A phrase in John Day’s letter describing the Cabot voyage of 1497, which must have been written at the end of 1497 or beginning of 1498, indicates that its recipient already had knowledge of the earlier Bristol discovery of “mainland” in the North Atlantic. The letter is addressed to the “Almirante Mayor,” whom (as Dr. Vigneras has shown) there are grounds for identifying with Christopher Columbus, Admiral of the Ocean Sea. Acceptance of this identification admits the possibility that news of the English discovery may have been in Columbus’ possession before he sailed in 1492 and have contributed to his “conviction that there was land to be found within the range of distances which he anticipated.” It may be added that, if Columbus in fact visited Iceland in 1477, it was very probably in a Bristol vessel that he made the trip, and, if so, he could have shared the Icelandic information picked up by Bristol seamen. We do not go so far in skepticism as Admiral Morison, who writes: “The Vinland story was not likely to come [Columbus’] way, unless he had learned Icelandic and attended saga-telling parties ashore” (S. E. Morison, Admiral of the Ocean Sea, 1942, Vol. 1, p. 35).

That such a “leakage” from Iceland to Bristol and from Bristol to Lisbon or Seville embraced anything more than oral report, and that it extended to documents, let alone a map, may be considered out of the question. But if we make the reasonable assumption that the geographical information of the Vinland Map, or of its Icelandic original, corresponded in its main features to that orally transmitted by the channels suggested above, we have to consider how it fits into the ideological background of the enterprises of Columbus and Cabot.
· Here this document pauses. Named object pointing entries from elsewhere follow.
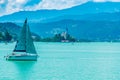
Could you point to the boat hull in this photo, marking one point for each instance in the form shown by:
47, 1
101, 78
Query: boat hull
21, 58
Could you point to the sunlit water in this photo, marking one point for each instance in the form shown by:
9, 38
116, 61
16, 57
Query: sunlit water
64, 61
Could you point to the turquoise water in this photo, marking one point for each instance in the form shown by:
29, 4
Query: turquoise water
64, 61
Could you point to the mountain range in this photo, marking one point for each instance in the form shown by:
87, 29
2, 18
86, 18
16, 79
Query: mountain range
83, 11
91, 21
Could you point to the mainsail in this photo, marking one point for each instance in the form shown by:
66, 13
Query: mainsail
25, 42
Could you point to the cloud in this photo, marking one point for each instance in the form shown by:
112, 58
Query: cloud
11, 6
106, 0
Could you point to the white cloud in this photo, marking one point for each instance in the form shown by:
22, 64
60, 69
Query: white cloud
11, 6
106, 0
58, 4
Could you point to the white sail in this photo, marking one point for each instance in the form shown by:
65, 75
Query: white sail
25, 42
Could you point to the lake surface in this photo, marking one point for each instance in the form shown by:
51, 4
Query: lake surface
64, 61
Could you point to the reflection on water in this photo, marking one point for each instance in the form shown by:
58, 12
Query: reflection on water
24, 69
64, 61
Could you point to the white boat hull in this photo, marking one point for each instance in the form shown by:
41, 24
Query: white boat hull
22, 58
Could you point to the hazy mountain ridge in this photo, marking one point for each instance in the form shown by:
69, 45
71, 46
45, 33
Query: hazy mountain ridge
89, 30
44, 15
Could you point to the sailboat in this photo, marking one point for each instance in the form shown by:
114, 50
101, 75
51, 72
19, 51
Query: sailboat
24, 49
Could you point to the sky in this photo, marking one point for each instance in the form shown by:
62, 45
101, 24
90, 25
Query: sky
11, 6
In other words, had either of these imaginative men become aware of the information contained in the Vinland Map, to what use would he have turned it in planning and promoting his enterprise?
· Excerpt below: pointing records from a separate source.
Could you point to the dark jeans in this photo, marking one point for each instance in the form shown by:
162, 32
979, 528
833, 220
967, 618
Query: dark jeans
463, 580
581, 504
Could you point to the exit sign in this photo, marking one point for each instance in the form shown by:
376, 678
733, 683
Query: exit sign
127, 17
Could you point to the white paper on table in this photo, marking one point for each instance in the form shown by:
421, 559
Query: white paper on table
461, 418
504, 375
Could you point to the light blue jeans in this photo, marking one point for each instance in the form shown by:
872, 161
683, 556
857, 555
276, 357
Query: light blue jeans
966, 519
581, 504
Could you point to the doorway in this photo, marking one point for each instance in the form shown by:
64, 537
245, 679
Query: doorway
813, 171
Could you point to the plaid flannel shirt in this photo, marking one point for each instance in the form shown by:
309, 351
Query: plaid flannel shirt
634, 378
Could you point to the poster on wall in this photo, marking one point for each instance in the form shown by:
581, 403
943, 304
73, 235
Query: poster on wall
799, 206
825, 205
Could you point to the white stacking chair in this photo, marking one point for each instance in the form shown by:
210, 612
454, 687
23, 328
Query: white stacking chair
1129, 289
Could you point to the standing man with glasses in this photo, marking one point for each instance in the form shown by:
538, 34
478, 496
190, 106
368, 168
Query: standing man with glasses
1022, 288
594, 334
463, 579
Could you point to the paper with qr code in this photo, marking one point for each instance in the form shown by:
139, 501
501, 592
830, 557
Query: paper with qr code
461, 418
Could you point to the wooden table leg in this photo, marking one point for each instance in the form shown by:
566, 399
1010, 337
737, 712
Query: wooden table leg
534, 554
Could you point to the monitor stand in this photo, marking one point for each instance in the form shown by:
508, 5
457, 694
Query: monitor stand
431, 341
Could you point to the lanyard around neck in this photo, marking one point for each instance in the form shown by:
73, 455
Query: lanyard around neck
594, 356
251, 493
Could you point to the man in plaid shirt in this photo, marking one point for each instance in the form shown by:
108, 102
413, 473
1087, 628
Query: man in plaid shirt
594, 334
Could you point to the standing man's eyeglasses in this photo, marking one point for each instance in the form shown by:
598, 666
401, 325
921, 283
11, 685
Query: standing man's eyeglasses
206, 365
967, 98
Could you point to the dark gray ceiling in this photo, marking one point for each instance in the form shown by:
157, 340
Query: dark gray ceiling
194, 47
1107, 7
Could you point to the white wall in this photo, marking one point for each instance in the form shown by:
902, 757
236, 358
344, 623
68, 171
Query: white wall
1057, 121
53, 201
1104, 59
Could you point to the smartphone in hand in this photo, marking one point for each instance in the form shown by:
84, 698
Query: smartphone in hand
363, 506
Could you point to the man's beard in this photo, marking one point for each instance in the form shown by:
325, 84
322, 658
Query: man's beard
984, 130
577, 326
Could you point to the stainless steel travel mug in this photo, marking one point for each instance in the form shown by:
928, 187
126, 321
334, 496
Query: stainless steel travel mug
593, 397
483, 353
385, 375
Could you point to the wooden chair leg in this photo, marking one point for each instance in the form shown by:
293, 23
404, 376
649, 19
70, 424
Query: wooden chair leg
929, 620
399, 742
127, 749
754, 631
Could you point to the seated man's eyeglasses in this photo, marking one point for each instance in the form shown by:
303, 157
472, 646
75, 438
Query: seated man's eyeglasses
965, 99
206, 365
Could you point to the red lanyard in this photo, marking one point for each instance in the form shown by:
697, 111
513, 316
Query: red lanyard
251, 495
Columbus made copious notes on all reports of land or islands in the west that came to his notice, and these were gathered together in the biography by his son Ferdinand. From the fact that they include no mention of Vinland, Admiral Morison has concluded that “Columbus never heard of it” and that “if we accept Ferdinand’s positive evidence of the Iceland voyage, we must also accept his negative evidence that Columbus found no useful evidence there.” Whether the first of these inferences is justified or not, the second is indisputable if we suppose the information available to Columbus from Iceland to have corresponded to that in the Vinland Map. All the evidence which he could collect indicated that both his objective and the best route thither lay in tropical latitudes.
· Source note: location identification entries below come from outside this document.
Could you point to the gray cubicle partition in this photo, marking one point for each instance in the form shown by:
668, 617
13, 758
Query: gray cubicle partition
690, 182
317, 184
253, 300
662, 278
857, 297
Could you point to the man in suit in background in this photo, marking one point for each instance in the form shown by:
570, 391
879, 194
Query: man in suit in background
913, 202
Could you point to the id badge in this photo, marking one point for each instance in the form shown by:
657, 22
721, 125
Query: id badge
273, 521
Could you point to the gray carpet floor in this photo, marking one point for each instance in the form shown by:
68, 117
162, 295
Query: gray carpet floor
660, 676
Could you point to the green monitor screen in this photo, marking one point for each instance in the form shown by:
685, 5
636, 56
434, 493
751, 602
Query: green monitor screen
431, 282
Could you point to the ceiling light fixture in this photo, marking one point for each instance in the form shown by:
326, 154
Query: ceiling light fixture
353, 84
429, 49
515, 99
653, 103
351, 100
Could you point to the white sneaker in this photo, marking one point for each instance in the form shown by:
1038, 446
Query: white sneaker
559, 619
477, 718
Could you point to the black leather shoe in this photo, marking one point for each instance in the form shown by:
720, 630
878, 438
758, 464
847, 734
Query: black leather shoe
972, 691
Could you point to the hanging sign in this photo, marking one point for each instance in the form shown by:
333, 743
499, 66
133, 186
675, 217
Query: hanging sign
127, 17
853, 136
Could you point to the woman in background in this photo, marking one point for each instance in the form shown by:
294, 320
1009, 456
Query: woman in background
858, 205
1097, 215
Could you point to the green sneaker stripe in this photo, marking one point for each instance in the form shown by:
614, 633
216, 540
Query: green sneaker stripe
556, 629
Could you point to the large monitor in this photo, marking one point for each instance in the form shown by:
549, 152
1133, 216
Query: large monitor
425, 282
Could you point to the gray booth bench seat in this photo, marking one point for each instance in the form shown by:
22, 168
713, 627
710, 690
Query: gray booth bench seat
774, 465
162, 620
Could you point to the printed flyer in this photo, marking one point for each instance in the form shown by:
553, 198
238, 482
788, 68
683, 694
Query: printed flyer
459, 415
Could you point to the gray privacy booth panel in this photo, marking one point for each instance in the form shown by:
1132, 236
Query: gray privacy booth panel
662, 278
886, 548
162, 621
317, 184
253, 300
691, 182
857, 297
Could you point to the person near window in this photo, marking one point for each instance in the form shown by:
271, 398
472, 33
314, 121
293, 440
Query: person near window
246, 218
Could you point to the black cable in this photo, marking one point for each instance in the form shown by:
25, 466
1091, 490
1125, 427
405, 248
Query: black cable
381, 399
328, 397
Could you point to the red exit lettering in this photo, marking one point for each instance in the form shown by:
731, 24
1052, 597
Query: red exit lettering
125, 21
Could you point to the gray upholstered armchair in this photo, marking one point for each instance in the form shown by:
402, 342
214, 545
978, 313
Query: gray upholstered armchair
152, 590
He took Antillia to lie on or near the Tropic of Cancer; if (as we suppose) the world maps he consulted included one like that by Henricus Martellus now at Yale, he could see that a course along the same parallel would bring him to Cipangu and to Mangi, the “cape of Asia.” Any Portuguese expeditions which may have attempted a passage from Madeira or the Azores to land in the northwest were doubtless beaten back by the westerly winds of the North Atlantic; and his experience in the Portuguese navigation to Africa had taught Columbus how to use the wind systems of the central Atlantic. Thus he inevitably thought of a voyage with the northeast trade winds. The southern point of Vinland, as drawn in the Vinland Map, is in the latitude of the English Channel, 25° north of Columbus’ point of departure in the Canaries. Not only was the knowledge reflected in this map (if he had it) not “useful” to his enterprise; it was simply irrelevant.